There is a small trail that leads south from the parking area. It provides a look into some shrubby edge habitat and is productive for Song and Field Sparrows throughout the year. Indigo Buntings, White-eyed Vireos, Hooded Warblers, Brown Thrashers, Gray Catbirds, Carolina Wrens, and others appear in the warmer seasons. Wood Thrushes, Summer Tanagers, and Kentucky Warblers call from the deeper woods, and Yellow-breasted Chats and Common Yellowthroats are regular sights here. In winter, expect to find Golden and Ruby-crowned kinglets.
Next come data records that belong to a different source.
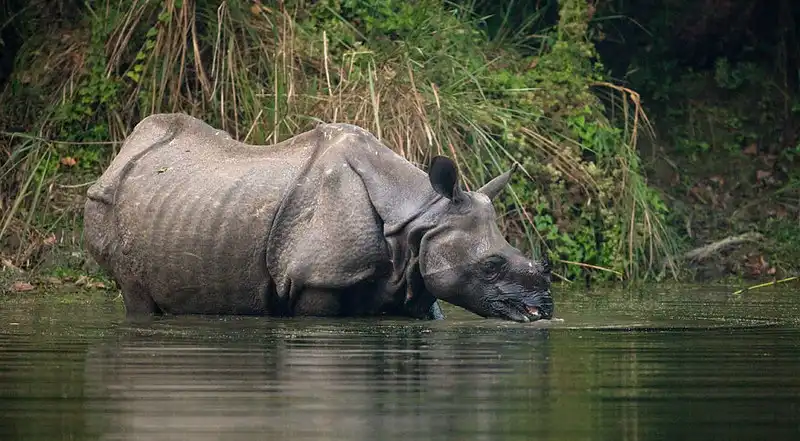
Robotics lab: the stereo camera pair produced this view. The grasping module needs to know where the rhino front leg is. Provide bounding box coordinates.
[120,282,162,317]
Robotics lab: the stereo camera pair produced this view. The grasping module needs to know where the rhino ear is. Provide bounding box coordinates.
[478,162,517,199]
[428,156,463,202]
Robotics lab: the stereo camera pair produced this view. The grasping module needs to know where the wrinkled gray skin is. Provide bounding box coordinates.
[84,114,553,322]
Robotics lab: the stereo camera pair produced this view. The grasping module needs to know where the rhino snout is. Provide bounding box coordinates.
[522,292,555,320]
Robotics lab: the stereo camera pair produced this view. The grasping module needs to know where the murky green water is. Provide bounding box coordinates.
[0,288,800,441]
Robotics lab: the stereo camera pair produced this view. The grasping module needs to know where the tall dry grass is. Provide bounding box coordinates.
[0,0,674,277]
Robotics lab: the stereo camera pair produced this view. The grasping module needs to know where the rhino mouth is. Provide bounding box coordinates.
[494,301,549,323]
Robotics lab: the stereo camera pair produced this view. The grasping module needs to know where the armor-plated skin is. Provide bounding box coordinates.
[84,114,553,321]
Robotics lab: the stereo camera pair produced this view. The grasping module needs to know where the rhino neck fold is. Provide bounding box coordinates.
[348,145,443,317]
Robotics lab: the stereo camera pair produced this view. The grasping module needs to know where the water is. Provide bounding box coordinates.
[0,287,800,441]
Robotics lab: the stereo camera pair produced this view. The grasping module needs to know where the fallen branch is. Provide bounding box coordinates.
[733,276,800,296]
[683,233,764,261]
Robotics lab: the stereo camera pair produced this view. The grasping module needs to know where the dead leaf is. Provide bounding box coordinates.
[59,156,78,167]
[708,175,725,186]
[44,277,63,285]
[86,282,106,289]
[11,281,35,292]
[75,276,106,289]
[42,234,56,245]
[0,259,22,272]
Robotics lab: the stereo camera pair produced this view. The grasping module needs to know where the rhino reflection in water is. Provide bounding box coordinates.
[84,114,553,322]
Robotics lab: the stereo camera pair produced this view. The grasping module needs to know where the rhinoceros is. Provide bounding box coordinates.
[84,113,553,322]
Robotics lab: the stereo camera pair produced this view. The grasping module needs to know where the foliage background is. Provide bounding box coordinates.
[0,0,800,288]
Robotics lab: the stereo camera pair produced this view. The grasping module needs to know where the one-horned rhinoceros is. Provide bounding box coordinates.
[84,114,553,322]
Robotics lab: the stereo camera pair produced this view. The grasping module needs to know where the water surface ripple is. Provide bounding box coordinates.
[0,288,800,441]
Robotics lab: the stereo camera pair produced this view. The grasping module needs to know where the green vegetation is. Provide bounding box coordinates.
[0,0,800,292]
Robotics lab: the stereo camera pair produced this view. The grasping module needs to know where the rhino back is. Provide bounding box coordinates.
[89,115,316,314]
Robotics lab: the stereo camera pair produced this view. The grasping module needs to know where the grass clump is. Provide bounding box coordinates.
[0,0,676,279]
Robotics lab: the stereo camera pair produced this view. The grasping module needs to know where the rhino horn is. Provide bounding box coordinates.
[478,163,517,199]
[428,156,463,202]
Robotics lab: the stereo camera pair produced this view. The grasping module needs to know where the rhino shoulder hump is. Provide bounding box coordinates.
[86,113,195,204]
[315,123,385,156]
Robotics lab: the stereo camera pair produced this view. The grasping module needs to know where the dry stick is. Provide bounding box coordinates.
[733,276,800,296]
[683,233,763,261]
[556,259,623,278]
[0,131,123,145]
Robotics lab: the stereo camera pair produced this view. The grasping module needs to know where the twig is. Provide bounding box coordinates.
[683,233,763,261]
[0,131,124,145]
[733,276,800,296]
[556,259,622,277]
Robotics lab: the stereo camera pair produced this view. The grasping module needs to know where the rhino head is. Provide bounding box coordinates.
[419,156,553,322]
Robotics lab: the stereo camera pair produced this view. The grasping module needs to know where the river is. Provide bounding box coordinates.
[0,286,800,441]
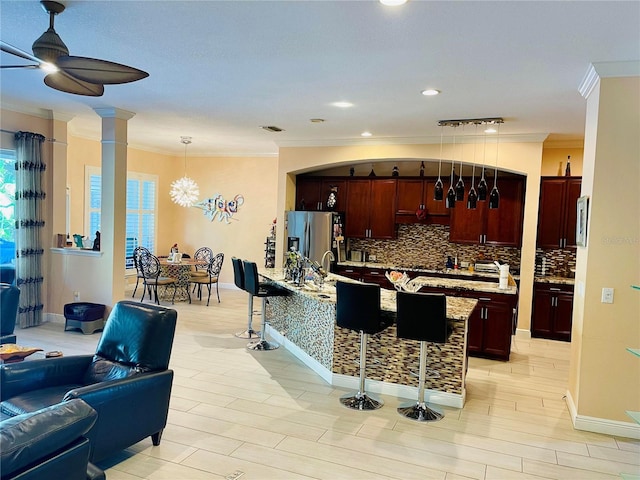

Return to Highway 144, turn right (east) and follow across the dam (there is absolutely NO safe pullout here) to the first right turn. This paved road dead-ends at a security gate. Along the way, you will pass an expanse of short-grass with scattered pines. Chipping Sparrows, Pine Warblers, and Brown-headed Nuthatches are common in and near the pines. Look for pipits and (rarely) Horned Larks in winter, with the possibility of spotting a few shorebirds around water in migration.
Be sure to visit Ten Islands Historical Park less than a mile away for additional opportunities to survey the lake and surrounding woodlands.
GPS: 33.7843409 -86.0525796
Though this location doesn't offer any amenities, the area below the dam can be surveyed from the gravel parking lot, offering good views of swooping and soaring gulls.
From I-20 in Talladega County, take exit 168 (Lincoln/Talladega [fuel, food, lodging available]) onto AL 77 N. Follow AL 77 for approximately 14.5 miles, turning left (W) onto AL 144 in St. Clair County. The dam is 1.2 miles ahead. The road to the parking lot for the observation area is .1 mile ahead on the left (S).